Links #4

Lots of links today! As a quick reminder, these are all things I’ve recently found that are too good not to share. Enjoy!

The Web is something Different - Dave Rupert reflects on how the web has evolved to serve many use-cases over time, and how that’s perfectly ok. “The web is so much bigger than the little boxes we try to put it in.”

Playing to win - This article changed how I look at games. It makes a case that playing to win is the only reasonable way to play games, and that other approaches (avoiding cheap shots, extending mercy, house-rules, etc.) all create outcomes that makes the game less fun for everyone. I read it a while back but I keep finding myself revisiting it as I share it with other people. An interesting read, even if you’re not a serious gamer or particularly competitive (like me).

Live a Life Worth Living - This letter was written by Julie Yip-Williams to her young daughters, shortly before she died of cancer. Williams was born blind in Vietnam and eventually moved to the US where she studied at Harvard, and became a successful lawyer. Inspiring and moving.

In Praise of the Unambiguous Click Menu - A great post on menu design from CSS-Tricks. It walks though several popular menu designs, and basically shows that the unambiguous click menu is the best one. This isn’t one of those “it depends” situations… it’s just plain superior. I found myself nodding my head as I read, and I’m expecting to reference this post a lot in the future.

Science Fiction Novels for Economists - A nice roundup of science fiction novels that feature economics in interesting ways.

The most precious resource is agency - This essay discusses how empowering people to do real things is the true source of learning, growth, and value creation. What’s more, it argues that the way we raise children today has fundamentally failed in this regard. “Instead of an adolescence full of rites of passage, where one attempts to master something and accept responsibility, we have made it full of waiting, and doing work—for school is work—that nearly everyone knows is fake.” Hard agree on nearly everything in here. Important reading, especially for parents.

Algodoo - Algodoo is a free 2D physics sandbox for making machines and simple games. My kids and I have been playing with it and having an absolute blast. The built-in project browser lets you explore projects that other people have built and uploaded, which gives you a sense of what’s possible. Highly recommended, especially for helping kids build intuition about mechanics.

Consume Less, Create More - A guy, fed up with a life of passive consumption, decides he’s had enough and commits to using his bus commute to write essays on his phone instead of scrolling through content. It’s a great story, and it reflects my own feelings about about creation vs consumption.

Modern web apps without JavaScript bundling or transpiling - In this post, DHH talks about the benefits of replacing JavaScript bundling with browser-native ES modules, and the steps they are taking to do it in Ruby on Rails.

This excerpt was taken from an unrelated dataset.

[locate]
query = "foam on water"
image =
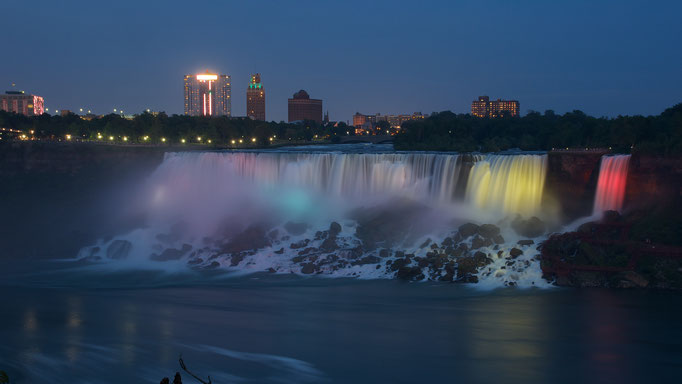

This could be a major step for moving parts of the industry towards ES modules in production, something which has failed to materialize thus far. Honestly, considering the implications, it’s weird to see how little attention this post has received. To be fair, there’s a LOT of momentum in the current third-party solutions (frontends that rely on Webpack), despite being what Brian LeRoux is calling an “evolutionary dead end.” In the same thread Brian also says, standards based dev always wins in the long run which is hard to disagree with (anyone remember prototype.js? jQuery? Coffeescript? Lodash?).